Thread: number of words in a string

  1. #1
    Registered User
    Join Date
    Feb 2009
    Posts
    33

    number of words in a string

    hi everyone, i made this code but i'm not sure if it's 100% correct

    Code:
    #include <stdio.h>
    #include <string.h>
    
       int count(char x[]){
    
              int sum=0,j,cw=0;
    
              for (j=cw;j<=strlen(x)-1;j++){
    
              while(x[j]!=' '){
              cw++;
              j++;
                }
    
             if (x[j+1]!=' ' && !isdigit(x[j+1])){
                              sum++;
                      }
            }
    
             if (x[0] == ' ' || isdigit(x[0])){
                             sum--;
                   }
    
      return sum;
    
    }
    
    int main(void){
    
        char x[1000] = " a b c d ef g 90123012031203 hi jjj 0210312093091230123";
    
        printf("%d\n",count(x)); //the result is 8
    
        getchar();
    
       return 0;
    
    }
    it prints me the correct results for different input, but is there any other better/smarter way to do this?

    thanks

  2. #2
    Registered User
    Join Date
    Sep 2006
    Posts
    8,868
    In most cases, your correct answer would be 10 with your input. Not that 'c' is a word, but unless you're checking with a dictionary, you have to count it as one.

    The indentation is very poor, but ++j, being done separately inside a for loop with j as the counter, is usually an error, right there. Why would you do that?

    So "90210" isn't going to count as a word? "Fahrenheit 451" is only going to be one word? Better re-think that. Adjacent numbers have to be counted as a word if they have a space before them, and either punctuation (including newlines), or a space, after them.

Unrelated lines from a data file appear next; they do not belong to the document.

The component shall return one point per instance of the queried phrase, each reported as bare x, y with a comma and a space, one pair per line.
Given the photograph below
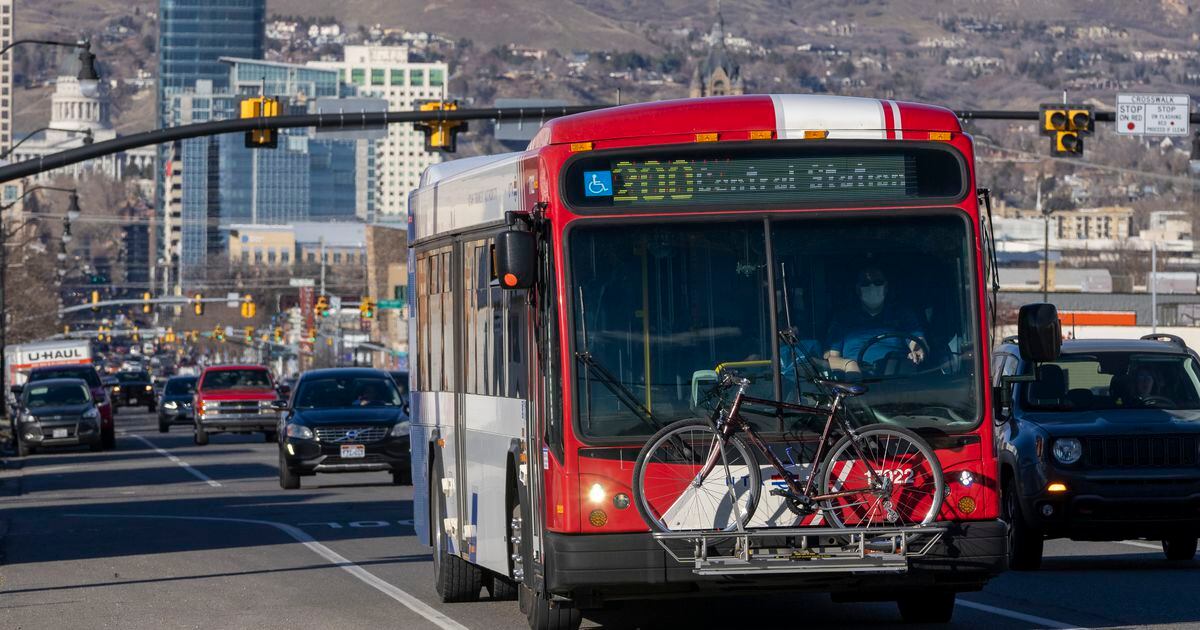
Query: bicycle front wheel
676, 491
905, 490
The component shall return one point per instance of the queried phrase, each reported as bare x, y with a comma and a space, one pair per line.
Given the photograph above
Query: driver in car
874, 315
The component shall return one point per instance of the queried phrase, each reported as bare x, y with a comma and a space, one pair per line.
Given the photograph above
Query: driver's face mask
873, 295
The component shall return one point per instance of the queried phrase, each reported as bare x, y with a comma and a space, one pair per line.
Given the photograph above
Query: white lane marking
181, 463
1041, 622
1140, 544
335, 558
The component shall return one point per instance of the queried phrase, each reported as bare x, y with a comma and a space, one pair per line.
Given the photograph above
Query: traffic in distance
739, 347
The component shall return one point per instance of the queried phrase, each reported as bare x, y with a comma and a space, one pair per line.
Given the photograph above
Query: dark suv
99, 394
1101, 444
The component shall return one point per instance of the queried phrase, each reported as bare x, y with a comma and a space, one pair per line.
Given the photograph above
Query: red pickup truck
235, 399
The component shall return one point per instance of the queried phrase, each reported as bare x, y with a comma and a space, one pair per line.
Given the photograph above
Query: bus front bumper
633, 565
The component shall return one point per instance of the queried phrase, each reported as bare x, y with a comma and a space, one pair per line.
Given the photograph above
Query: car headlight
1067, 450
298, 431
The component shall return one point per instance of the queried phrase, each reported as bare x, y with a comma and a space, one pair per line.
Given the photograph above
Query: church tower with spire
718, 75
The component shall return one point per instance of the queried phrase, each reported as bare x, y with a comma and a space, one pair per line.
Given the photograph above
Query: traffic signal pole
366, 120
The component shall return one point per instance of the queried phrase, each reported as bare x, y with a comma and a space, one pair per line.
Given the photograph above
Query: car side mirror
516, 259
1038, 333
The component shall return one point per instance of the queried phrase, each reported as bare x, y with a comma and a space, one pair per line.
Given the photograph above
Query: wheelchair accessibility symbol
598, 184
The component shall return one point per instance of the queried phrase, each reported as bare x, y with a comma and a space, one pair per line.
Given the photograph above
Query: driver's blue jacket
850, 331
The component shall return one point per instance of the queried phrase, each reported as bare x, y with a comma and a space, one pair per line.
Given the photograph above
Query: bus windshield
661, 311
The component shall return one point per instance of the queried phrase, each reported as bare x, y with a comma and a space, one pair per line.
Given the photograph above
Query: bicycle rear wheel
906, 490
671, 493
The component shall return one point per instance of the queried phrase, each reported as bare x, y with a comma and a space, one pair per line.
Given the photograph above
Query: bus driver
874, 315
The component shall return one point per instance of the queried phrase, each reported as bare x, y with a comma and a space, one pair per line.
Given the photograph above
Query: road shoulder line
181, 463
1041, 622
394, 592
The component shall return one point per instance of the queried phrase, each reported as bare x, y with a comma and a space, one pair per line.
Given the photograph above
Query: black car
343, 420
133, 389
175, 406
59, 412
1101, 444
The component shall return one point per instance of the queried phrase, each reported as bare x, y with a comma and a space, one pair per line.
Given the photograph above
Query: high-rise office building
385, 72
7, 24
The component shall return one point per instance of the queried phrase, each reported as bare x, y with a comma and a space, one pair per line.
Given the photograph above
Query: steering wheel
1157, 401
862, 352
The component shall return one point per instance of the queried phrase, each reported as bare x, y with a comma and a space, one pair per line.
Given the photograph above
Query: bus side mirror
516, 258
1038, 333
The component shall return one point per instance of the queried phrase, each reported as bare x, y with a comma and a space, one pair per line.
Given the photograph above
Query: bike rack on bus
801, 550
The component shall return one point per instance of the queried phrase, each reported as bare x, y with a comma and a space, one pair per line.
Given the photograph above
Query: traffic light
261, 107
1066, 125
441, 135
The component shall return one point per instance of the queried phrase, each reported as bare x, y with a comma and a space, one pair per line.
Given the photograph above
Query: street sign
1153, 114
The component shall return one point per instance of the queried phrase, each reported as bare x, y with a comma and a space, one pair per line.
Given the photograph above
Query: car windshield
1115, 381
87, 373
57, 395
179, 387
329, 393
661, 311
237, 379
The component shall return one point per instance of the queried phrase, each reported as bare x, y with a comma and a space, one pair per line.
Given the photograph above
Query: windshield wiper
621, 391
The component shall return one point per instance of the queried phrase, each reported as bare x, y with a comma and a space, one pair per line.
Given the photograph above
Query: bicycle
699, 474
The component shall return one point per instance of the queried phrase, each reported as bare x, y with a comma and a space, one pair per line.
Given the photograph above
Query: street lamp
72, 207
87, 138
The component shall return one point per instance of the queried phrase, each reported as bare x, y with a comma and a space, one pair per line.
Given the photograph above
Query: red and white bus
673, 241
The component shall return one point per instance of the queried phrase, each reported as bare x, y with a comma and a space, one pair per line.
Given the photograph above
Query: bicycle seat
845, 389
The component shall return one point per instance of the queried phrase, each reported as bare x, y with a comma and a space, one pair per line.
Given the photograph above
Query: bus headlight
1067, 450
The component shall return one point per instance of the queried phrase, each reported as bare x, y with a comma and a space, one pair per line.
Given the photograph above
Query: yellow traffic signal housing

    You've Rube Goldberg'd this. All you need is a single for or while loop, with a few if statements inside.

    That's it.

  3. #3
    Registered User
    Join Date
    Feb 2009
    Posts
    33
    Quote Originally Posted by Adak View Post
    In most cases, your correct answer would be 10 with your input. Not that 'c' is a word, but unless you're checking with a dictionary, you have to count it as one.

    The indentation is very poor, but ++j, being done separately inside a for loop with j as the counter, is usually an error, right there. Why would you do that?

    So "90210" isn't going to count as a word? "Fahrenheit 451" is only going to be one word? Better re-think that. Adjacent numbers have to be counted as a word if they have a space before them, and either punctuation (including newlines), or a space, after them.

    You've Rube Goldberg'd this. All you need is a single for or while loop, with a few if statements inside.

    That's it.
    thanks for the reply, it was my fault not to say that we dont count numbers as words

    new line characters, commas etc and punctuations will not be included in the string

    also, why do you say that j++ is an error? i use it in order to make less checkings in the string

    can you tell me exactly what you mean? maybe some extra code would help me understand
    Last edited by jackhasf; 12-26-2009 at 01:03 PM.

  4. #4
    Registered User
    Join Date
    Feb 2009
    Posts
    33
    also for different inputs i get

    " 1234 Hello world 2340923042 how are you " = 5


    " 1234 Hello world asdasdasdasd asdas das da sd asd 2340923042 how are you " = 11

  5. #5
    Registered User
    Join Date
    Dec 2009
    Location
    Rome
    Posts
    7
    maybe you should take in consideration the function strtok

  6. #6
    Registered User
    Join Date
    Sep 2006
    Posts
    8,868
    Quote Originally Posted by jackhasf View Post
    thanks for the reply, it was my fault not to say that we dont count numbers as words

    new line characters, commas etc and punctuations will not be included in the string

    also, why do you say that j++ is an error? i use it in order to make less checkings in the string

    can you tell me exactly what you mean? maybe some extra code would help me understand
    I can see that you don't count numbers as words. My point is that the book title "Fahrenheit 451" has more than one word in it's title.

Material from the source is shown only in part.